The UK government announced new public investment in the railways today – but not to start until at least 2014! The IMF’s revised forecast for UK growth this year is 0.2%, with only 1.4% in 2013. As Stephanie Flanders notes, the IMF seem somewhat schizophrenic about what should be done about this – publishing reports that clearly spell out how UK policy (monetary and fiscal) is too restrictive, but at the same time apparently praising the current government’s stewardship. (Note that the government sets the inflation target for monetary policy, so any move to raise this or replace it with a nominal GDP target has to come from them.)
Chris Dillow looks at how countercyclical public investment has been in the past, and comes to the perhaps surprising conclusion that it has been more countercyclical since 1980 than before.

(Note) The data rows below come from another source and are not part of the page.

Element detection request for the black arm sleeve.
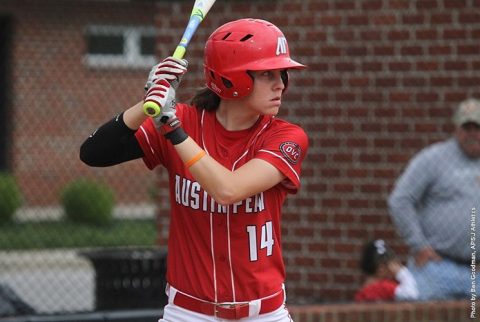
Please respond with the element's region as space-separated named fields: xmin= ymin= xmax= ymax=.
xmin=79 ymin=113 xmax=144 ymax=167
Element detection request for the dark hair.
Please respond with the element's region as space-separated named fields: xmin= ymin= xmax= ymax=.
xmin=190 ymin=87 xmax=221 ymax=111
xmin=360 ymin=239 xmax=396 ymax=275
xmin=189 ymin=70 xmax=288 ymax=111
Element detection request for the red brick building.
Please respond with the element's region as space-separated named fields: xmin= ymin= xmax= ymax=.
xmin=0 ymin=0 xmax=478 ymax=304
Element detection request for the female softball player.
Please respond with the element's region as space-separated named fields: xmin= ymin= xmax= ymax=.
xmin=80 ymin=18 xmax=308 ymax=322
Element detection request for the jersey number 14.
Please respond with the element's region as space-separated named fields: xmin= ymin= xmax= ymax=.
xmin=246 ymin=221 xmax=274 ymax=261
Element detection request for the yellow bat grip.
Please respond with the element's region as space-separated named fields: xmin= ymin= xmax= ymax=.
xmin=173 ymin=46 xmax=186 ymax=59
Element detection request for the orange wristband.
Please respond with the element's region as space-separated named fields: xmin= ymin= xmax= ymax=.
xmin=185 ymin=150 xmax=206 ymax=168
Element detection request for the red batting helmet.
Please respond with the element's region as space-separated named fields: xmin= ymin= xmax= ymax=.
xmin=204 ymin=18 xmax=306 ymax=100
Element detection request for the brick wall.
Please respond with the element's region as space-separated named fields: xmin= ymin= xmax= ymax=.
xmin=289 ymin=300 xmax=472 ymax=322
xmin=155 ymin=0 xmax=479 ymax=303
xmin=1 ymin=0 xmax=161 ymax=206
xmin=1 ymin=0 xmax=479 ymax=304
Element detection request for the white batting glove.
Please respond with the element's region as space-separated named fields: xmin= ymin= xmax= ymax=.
xmin=144 ymin=79 xmax=177 ymax=125
xmin=144 ymin=56 xmax=188 ymax=91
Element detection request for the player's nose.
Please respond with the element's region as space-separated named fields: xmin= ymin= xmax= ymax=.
xmin=273 ymin=72 xmax=285 ymax=91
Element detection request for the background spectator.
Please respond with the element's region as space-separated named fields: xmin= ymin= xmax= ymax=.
xmin=388 ymin=98 xmax=480 ymax=300
xmin=355 ymin=239 xmax=418 ymax=302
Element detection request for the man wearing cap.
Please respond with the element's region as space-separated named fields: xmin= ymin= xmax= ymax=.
xmin=388 ymin=98 xmax=480 ymax=300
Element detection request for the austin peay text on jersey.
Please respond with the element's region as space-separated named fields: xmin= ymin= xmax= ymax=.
xmin=174 ymin=174 xmax=265 ymax=214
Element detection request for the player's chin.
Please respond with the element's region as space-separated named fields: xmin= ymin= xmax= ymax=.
xmin=264 ymin=103 xmax=281 ymax=115
xmin=263 ymin=107 xmax=280 ymax=116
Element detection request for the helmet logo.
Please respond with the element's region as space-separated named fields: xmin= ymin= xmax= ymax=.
xmin=209 ymin=81 xmax=222 ymax=94
xmin=276 ymin=36 xmax=288 ymax=55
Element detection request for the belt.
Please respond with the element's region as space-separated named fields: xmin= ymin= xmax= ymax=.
xmin=173 ymin=289 xmax=285 ymax=320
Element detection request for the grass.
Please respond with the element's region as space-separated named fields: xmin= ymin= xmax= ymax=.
xmin=0 ymin=219 xmax=157 ymax=250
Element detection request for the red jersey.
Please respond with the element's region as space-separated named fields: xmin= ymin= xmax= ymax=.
xmin=354 ymin=279 xmax=398 ymax=302
xmin=135 ymin=103 xmax=308 ymax=303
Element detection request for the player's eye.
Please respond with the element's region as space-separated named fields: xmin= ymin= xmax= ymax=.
xmin=262 ymin=71 xmax=279 ymax=80
xmin=250 ymin=70 xmax=282 ymax=82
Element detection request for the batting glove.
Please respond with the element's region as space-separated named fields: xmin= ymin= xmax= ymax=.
xmin=144 ymin=56 xmax=188 ymax=91
xmin=144 ymin=79 xmax=177 ymax=124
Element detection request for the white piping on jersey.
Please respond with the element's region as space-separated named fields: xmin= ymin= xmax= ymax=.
xmin=209 ymin=212 xmax=218 ymax=302
xmin=226 ymin=120 xmax=271 ymax=301
xmin=226 ymin=208 xmax=236 ymax=302
xmin=258 ymin=149 xmax=300 ymax=183
xmin=201 ymin=110 xmax=218 ymax=301
xmin=200 ymin=109 xmax=274 ymax=302
xmin=231 ymin=150 xmax=249 ymax=171
xmin=200 ymin=110 xmax=211 ymax=156
xmin=139 ymin=125 xmax=156 ymax=156
xmin=231 ymin=121 xmax=271 ymax=170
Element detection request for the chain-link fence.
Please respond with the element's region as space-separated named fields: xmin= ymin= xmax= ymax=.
xmin=1 ymin=0 xmax=478 ymax=320
xmin=0 ymin=0 xmax=169 ymax=316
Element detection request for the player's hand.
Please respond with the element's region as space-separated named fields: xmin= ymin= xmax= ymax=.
xmin=387 ymin=260 xmax=403 ymax=276
xmin=414 ymin=246 xmax=442 ymax=267
xmin=144 ymin=56 xmax=188 ymax=91
xmin=144 ymin=79 xmax=177 ymax=125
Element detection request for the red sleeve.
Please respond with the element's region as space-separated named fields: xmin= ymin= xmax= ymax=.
xmin=255 ymin=122 xmax=309 ymax=194
xmin=134 ymin=117 xmax=165 ymax=170
xmin=134 ymin=103 xmax=188 ymax=170
xmin=354 ymin=280 xmax=398 ymax=302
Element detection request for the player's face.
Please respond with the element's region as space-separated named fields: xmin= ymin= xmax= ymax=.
xmin=456 ymin=122 xmax=480 ymax=158
xmin=244 ymin=70 xmax=286 ymax=116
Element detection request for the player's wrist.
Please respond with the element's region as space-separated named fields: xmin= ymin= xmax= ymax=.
xmin=165 ymin=127 xmax=188 ymax=145
xmin=160 ymin=117 xmax=188 ymax=145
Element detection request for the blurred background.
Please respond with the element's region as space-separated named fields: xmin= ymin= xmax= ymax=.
xmin=0 ymin=0 xmax=478 ymax=319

He therefore describes, with characteristic mischief, current policy is a return to pre-Thatcherism. But his chart stops where the data finishes, so I thought I’d focus on the recent past and add current government plans, as seen by the Office for Budget Responsibility.
We can see how the previous government did the right thing in increasing public investment as a share of GDP as the recession hit. It too was planning to reduce public investment substantially in later years, but to be fair in 2009 you could argue that by 2012 the recession might have been over. But ignore the politics – both the economics and the finance tell you that now is the time to have a high share of public investment in GDP. What history will say, about this and so much else, is that governments gave up on stimulus much too soon. Below is the underlying (cyclically adjusted) primary budget balance for the UK, as calculated by the OECD.

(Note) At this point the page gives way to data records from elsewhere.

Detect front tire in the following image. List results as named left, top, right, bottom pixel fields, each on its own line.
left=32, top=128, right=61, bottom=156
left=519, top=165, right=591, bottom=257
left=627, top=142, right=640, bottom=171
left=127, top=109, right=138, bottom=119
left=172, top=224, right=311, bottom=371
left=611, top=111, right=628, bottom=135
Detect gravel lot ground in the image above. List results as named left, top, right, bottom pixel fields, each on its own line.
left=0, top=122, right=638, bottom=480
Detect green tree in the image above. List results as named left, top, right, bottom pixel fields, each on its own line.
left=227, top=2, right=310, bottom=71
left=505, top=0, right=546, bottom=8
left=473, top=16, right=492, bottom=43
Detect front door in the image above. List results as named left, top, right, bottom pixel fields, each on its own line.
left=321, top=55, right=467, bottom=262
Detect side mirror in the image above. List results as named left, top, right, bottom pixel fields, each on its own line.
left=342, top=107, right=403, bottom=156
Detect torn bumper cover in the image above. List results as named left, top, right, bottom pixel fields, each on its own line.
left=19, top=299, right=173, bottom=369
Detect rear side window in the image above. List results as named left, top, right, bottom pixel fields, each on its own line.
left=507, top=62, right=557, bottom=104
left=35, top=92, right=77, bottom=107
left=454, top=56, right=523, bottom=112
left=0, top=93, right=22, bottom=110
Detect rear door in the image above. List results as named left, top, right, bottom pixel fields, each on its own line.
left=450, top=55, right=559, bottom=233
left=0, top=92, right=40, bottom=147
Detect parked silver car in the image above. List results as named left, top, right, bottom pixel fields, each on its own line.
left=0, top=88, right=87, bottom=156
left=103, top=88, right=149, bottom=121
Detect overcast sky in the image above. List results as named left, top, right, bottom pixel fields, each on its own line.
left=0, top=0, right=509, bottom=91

UK Underlying Primary Budget Balance, OECD Economic Outlook
Is the best we can now hope for some additional spending in two years time? I refuse to believe that it takes so long to organise any additional public investment. Towns and villages across the country are currently suffering from flooding because of inadequate flood defences, in part according to this report because of flood defence projects that were ready to go but have not received funding. But no, I’m being silly – such public investment would just crowd out the private investment necessary to clean up the mess after the floods.
 The published 2012/3 figure is only 1.2% of GDP, but looking at the small print that seems to be an oddity to do with the Royal Mail’s pension fund. (Don’t ask me to make sense of this.) Trying to adjust for this suggests a figure of 3%, which is what is in the table above.